Tuesday, September 8, 2009

so that we might model in humilty...

For a long time I attributed the financial challenges we had to the industry in which we labored. We were in sales, owning our own real estate business. When the economy first started showing signs of a downturn with real estate revealing the first indications, we hoped that it was a short season and believed we would weather the storm. We had not the life experience of down-turned market. We just hoped for the best and sought out wisdom and council. The encouragement we received aligned with our own thoughts about buckling down, spending less, and remaining strong through this challenge. We wrongly assessed the severity of the downturn and while, we had no debt, $30,000 in savings and a consistent 5 figure monthly income, it was not enough to carry us through.

Our saving disappeared within months, our debt rose to $50,000. We decided to sell our home, cut our losses and start anew. We listed our home for sale, waiting for a buyer, but the equity we had in our home was gone within a month as the market continued to plummet. We felt as though we had the rug pulled out from under us and we were struggling to catch our breath. We had no more room on our credit cards and our income was pretty much non-existent. We saw our only option was bankruptcy. There was no way we could recover from the hit we were taking in a time frame that would be passable.

The road of bankruptcy was laden with guilt and shame, especially since we did not personally know anyone who filed because of a failed business in a bear market. The only people I knew who filed bankruptcy had done so promptly after running up their credit cards, buying enough toys to fill a shop. While our friends and family were supportive, we were really the first in many of our friends' lives to hit financial devastation so they were not really sure how to encourage us. Awkward support through veiled judgments was the majority. But, as we met God in our quiet times, we felt nothing but love, compassion, and acceptance. We received powerful words of life in that season that will be a treasure for years to come. Though we felt the shame of failure, He clothed us with beauty for ashes. He sifted through the ash of our burned out life and salvaged our most precious treasures and uncovered a legacy that would not be tarnished by fire.

Matthew was offered a job at the Rock of Roseville, our church, right when our income was about to completely run out. We did not have to go without food due to the love and support our friends provided in that season. Though we were making about 1/4 of our prior income, we were so grateful for the Lord's provision in giving Matthew the job at the Rock. (We actually ended up earning in 2006 what we tithed in 2005.) We moved in with my mother and her husband who graciously opened their home to us for 15 months. We paid off some of the debts we felt called to pay off, though we had technically been "forgiven" by the bankruptcy, and paid off a tax debt of $16,000 not forgiven in the bankruptcy. We established a savings again. 5 months ago we moved to rent a small house about 1/3 of the size of our prior home.

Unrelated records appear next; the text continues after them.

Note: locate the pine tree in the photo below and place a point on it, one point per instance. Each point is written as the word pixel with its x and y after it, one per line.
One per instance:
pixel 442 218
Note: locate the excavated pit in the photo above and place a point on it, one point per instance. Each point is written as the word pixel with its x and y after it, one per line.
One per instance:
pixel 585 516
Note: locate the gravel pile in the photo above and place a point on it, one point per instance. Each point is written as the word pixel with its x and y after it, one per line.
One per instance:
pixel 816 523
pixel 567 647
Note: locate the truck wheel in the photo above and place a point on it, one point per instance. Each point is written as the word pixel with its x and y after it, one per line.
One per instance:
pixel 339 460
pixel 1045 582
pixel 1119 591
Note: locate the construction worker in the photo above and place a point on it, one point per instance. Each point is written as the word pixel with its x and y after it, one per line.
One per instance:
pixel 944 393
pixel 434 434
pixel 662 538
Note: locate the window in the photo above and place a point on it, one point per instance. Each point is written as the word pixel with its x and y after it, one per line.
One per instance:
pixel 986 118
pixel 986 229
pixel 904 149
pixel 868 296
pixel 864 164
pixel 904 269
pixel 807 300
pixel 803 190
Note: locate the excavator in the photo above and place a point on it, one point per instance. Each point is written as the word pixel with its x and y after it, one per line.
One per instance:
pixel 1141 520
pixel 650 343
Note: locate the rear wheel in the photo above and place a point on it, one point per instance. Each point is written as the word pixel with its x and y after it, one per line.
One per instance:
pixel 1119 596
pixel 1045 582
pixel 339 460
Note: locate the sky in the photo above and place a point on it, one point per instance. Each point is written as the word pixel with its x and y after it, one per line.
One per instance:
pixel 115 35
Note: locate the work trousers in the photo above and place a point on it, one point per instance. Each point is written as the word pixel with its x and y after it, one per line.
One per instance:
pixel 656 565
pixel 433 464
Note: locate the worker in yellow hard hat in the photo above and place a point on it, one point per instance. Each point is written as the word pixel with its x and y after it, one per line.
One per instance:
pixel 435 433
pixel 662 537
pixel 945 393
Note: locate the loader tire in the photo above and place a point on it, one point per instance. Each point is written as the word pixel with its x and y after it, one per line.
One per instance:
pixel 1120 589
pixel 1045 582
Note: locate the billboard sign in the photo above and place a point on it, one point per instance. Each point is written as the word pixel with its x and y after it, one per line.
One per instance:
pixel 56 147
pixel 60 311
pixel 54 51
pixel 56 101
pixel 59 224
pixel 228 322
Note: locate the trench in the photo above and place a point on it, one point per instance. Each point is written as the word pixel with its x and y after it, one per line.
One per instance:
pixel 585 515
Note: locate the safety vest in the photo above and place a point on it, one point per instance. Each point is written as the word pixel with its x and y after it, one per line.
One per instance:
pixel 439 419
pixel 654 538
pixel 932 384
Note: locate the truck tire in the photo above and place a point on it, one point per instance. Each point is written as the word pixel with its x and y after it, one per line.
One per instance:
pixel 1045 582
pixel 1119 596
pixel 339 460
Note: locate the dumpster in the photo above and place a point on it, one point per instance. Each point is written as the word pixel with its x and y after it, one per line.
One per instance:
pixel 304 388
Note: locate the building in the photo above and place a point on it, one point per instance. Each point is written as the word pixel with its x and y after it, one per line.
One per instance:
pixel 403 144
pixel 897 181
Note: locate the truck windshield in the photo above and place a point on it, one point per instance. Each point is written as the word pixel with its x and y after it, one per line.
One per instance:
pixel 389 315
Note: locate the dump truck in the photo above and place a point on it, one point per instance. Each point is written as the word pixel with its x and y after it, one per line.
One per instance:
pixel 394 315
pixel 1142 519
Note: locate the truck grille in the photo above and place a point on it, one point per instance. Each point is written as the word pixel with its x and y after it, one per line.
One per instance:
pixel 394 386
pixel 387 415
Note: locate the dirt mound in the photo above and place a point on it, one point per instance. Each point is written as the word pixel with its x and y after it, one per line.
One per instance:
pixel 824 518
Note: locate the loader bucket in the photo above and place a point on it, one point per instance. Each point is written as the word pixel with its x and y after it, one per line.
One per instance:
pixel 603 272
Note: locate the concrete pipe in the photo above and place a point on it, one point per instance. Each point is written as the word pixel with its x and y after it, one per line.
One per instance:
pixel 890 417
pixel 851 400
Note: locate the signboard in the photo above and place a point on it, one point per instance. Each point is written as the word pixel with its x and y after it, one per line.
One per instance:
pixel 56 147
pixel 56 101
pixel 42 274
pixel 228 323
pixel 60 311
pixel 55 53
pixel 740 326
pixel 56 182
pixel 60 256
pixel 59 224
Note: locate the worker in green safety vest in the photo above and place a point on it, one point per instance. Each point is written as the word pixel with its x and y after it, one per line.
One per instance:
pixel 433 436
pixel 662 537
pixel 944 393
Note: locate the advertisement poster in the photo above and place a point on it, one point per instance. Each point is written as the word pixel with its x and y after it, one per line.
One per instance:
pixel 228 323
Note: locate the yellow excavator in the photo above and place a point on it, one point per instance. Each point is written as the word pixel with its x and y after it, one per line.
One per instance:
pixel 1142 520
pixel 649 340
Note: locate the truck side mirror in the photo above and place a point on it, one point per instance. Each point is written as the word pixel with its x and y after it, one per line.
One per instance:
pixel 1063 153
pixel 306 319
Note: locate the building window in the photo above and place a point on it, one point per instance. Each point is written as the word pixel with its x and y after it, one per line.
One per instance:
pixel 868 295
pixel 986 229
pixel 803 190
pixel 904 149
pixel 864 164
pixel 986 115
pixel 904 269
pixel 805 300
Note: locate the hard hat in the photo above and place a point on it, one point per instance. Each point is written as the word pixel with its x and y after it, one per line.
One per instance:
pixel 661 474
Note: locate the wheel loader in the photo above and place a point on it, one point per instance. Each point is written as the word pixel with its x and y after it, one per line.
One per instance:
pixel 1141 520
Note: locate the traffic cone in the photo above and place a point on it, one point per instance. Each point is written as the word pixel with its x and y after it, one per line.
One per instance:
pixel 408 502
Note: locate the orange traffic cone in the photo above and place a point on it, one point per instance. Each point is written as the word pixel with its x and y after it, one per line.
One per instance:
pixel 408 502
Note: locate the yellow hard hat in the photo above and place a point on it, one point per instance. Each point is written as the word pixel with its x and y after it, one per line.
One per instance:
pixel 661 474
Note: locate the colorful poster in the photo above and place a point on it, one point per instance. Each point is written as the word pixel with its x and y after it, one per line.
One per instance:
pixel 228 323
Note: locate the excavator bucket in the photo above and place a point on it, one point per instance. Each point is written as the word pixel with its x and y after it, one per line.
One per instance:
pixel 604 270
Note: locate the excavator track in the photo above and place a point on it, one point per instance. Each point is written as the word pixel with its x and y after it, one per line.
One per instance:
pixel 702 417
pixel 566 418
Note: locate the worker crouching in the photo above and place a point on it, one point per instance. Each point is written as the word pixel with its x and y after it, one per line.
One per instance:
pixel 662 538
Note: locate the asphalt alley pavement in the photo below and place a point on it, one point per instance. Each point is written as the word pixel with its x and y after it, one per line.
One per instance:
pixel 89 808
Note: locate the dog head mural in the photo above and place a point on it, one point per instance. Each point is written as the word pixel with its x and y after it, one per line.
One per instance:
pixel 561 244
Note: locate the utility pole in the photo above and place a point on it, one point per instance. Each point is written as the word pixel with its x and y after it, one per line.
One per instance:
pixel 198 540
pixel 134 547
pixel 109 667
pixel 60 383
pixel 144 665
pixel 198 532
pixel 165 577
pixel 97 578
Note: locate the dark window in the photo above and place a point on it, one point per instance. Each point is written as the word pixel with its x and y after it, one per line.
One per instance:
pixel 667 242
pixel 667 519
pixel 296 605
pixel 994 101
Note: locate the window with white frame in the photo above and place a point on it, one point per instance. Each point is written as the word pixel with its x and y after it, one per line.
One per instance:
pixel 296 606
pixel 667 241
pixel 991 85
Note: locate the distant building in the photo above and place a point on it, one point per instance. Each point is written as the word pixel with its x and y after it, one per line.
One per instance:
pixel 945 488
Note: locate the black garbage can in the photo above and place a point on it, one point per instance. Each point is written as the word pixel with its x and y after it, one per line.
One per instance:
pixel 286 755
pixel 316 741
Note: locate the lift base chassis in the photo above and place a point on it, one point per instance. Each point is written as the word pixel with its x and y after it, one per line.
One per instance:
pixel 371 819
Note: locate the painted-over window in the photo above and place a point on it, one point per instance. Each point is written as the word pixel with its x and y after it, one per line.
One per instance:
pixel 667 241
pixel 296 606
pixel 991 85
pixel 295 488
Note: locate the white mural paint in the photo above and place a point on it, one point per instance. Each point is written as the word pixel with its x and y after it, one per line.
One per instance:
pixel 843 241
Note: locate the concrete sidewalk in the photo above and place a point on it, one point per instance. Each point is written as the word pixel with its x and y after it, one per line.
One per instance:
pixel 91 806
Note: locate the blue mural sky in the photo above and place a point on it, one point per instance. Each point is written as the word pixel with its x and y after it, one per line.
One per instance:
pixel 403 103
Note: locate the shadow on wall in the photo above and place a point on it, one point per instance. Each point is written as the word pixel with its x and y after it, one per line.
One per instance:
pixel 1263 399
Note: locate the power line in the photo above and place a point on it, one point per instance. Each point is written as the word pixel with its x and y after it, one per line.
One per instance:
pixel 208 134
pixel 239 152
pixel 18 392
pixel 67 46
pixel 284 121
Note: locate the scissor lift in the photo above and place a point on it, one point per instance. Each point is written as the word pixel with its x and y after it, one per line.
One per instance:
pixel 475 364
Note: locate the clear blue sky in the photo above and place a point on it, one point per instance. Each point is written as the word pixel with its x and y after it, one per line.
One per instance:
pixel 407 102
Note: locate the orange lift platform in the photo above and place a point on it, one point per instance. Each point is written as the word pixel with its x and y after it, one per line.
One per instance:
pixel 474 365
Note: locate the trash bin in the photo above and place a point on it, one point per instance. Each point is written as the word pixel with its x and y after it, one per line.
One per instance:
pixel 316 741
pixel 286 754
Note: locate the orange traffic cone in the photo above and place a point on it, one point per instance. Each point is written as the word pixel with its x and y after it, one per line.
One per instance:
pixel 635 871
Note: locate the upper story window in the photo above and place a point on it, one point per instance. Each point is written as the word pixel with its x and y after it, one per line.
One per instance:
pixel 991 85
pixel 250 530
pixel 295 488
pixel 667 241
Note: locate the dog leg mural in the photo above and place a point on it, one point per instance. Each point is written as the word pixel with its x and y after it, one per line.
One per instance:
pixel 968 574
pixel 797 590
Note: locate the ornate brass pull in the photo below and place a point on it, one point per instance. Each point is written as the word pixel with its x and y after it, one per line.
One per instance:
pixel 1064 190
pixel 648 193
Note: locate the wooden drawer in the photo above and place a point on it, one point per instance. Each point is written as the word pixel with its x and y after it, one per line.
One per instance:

It has been 2 years, nearly to the day, from our bankruptcy settlement. In my quiet time today, I felt the Lord say, "Did you ever wonder why you were a forerunner in this economic crisis?" Again, I say I thought we were some of the first casualties because of the industry in which we labored. What He said next surprised me but at the same time resounded with truth in my heart. He sent us ahead so that those around us who would travel the same road would have a soft landing, a place of peace. He "shot us out of a canon", a prophetic word given to us by Bill Norton in 2001, so that we might model His love and grace to a weak and faithless generation. Like a comet in the sky we led the way for many, our failures "on display" so that those around might see the glory of God. We shone as put-out ash being breathed upon to reveal fire inside. For that, I am grateful the Lord used us and am glad for the road down which he led us. For us, there is no other road but the straight and narrow.